Knowledge-Sharing

In-Depth Analysis: OpenAI API 1106 Updates - Seed & System Fingerprint

In-Depth Analysis: OpenAI API 1106 Updates - Seed & System Fingerprint

Dec 8, 2023

Following our previous in-depth analysis of the updated function calling, this post will delve into the newly introduced Seed and System Fingerprint features in terms of Reproducible outputs.
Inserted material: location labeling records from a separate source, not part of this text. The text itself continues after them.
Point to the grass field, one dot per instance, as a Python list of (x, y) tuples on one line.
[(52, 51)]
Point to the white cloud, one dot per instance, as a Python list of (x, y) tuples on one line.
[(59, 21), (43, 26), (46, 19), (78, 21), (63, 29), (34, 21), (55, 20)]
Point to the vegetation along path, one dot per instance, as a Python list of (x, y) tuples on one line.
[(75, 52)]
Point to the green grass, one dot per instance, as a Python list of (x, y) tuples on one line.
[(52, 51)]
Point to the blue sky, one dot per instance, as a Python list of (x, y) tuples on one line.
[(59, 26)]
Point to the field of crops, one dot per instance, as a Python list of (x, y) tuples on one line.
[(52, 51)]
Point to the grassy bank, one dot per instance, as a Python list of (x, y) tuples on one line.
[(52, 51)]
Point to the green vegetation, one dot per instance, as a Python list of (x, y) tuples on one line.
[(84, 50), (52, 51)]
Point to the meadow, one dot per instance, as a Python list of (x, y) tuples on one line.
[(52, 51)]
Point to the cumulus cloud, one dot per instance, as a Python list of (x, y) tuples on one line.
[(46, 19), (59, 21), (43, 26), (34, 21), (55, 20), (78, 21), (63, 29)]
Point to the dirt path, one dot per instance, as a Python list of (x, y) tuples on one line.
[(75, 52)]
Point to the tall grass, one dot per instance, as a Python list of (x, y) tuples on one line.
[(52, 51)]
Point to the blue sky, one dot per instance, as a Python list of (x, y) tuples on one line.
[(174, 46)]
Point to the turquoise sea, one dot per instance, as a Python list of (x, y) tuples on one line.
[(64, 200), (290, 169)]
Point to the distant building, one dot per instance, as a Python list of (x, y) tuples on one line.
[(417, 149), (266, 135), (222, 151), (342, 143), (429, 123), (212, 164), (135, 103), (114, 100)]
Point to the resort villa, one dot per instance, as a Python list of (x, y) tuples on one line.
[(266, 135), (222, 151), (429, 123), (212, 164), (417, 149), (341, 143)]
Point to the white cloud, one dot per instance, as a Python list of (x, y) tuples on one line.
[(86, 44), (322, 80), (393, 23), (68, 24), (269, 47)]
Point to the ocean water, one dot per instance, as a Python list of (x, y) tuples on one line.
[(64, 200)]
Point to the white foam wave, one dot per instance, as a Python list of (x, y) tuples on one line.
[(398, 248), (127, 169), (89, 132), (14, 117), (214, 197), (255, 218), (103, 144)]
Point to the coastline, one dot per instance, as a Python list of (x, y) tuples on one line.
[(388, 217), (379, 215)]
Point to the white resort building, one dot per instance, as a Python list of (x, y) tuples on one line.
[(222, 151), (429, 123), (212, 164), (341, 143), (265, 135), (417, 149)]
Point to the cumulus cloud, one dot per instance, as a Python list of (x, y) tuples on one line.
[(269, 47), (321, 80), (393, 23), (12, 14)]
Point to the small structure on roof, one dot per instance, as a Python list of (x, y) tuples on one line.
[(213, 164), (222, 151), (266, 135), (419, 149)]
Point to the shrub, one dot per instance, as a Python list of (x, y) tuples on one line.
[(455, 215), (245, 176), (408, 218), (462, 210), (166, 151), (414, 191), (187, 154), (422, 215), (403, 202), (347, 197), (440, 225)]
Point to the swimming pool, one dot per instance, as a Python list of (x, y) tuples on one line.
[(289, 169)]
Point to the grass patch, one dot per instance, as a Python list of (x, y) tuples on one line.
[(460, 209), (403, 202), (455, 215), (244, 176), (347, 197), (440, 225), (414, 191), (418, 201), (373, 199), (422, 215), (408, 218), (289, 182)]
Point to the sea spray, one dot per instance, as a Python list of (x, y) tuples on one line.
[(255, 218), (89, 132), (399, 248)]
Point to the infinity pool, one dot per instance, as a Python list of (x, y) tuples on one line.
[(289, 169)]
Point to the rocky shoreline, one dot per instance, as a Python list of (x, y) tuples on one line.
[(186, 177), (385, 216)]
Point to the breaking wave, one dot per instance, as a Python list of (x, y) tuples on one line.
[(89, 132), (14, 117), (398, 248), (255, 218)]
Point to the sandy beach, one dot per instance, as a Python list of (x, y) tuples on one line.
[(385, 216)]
As engineers, we often desire complete control over our systems. Ideally, the same inputs through the same system should always produce the same outputs. This predictability allows us to isolate and debug specific variables, understanding their impact on the system while keeping other inputs constant.

system under testing

However, LLMs present a unique challenge in this regard. Due to their inherent randomness, LLMs may produce different results even with identical parameters and prompts. This unpredictability can lead to issues in accuracy, as I discussed in Prompt Engineering: Principles to Uphold.

LLM uncertainty

Traditionally, I mitigated this issue by setting the temperature to its lowest value, zero, to limit divergence in the LLM's output. However, this approach sometimes compromised the model's creative capabilities, representing a double-edged sword.

zero temperature

The good news is that OpenAI API 1106 update introduces the Seed and System Fingerprint features. Simply put, if all parameters and messages remain constant, and the same seed is set, OpenAI can ensure that the outputs will be consistent in most cases. This holds true even if the temperature is non-zero. Additionally, to verify the consistency of LLM outputs, OpenAI has included the System Fingerprint parameter in the request response, allowing users to compare the seed, parameters, prompts, completions, and system fingerprint to verify data consistency and replicability.
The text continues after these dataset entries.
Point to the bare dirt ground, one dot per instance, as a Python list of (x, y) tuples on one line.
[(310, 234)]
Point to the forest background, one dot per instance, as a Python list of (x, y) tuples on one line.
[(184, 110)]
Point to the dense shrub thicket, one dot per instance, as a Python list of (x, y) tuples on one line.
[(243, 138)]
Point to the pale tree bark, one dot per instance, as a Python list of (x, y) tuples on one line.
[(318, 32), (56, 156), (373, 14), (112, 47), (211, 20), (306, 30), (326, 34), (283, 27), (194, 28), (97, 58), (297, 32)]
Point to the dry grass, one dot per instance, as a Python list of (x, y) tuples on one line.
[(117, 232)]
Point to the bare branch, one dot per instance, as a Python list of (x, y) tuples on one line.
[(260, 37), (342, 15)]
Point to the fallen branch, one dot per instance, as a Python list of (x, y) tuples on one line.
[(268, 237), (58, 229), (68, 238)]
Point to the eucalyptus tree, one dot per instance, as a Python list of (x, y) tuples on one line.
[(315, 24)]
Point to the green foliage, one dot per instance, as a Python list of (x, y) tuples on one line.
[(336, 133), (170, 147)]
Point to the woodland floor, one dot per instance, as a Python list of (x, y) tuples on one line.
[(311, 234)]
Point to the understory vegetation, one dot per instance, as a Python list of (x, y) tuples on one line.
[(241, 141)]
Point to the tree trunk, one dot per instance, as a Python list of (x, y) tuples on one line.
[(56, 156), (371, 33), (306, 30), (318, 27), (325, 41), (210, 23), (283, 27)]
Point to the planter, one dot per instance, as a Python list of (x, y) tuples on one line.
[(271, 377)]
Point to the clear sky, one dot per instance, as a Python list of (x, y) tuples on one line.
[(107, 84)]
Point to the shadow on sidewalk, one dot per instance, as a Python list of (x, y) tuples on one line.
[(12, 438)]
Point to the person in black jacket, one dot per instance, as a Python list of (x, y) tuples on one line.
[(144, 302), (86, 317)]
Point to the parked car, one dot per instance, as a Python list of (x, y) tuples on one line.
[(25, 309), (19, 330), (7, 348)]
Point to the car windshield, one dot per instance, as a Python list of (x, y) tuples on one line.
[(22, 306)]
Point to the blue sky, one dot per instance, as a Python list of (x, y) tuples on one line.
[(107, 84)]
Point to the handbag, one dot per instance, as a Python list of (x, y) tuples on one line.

In tests using Prompter with the same parameters and messages but without setting a seed value, we observed potential inconsistencies in the outputs.

without seed

However, upon setting a seed value and re-running the tests, we noticed that the output's system fingerprint remained consistent as fp_eeff13170a, and the results were uniformly identical across multiple runs.

with the same seed

Here's an example of input request used in the tests:

{
  "messages": [
    {
      "role": "system",
      "content": "You are a helpful assistant to output in JSON format."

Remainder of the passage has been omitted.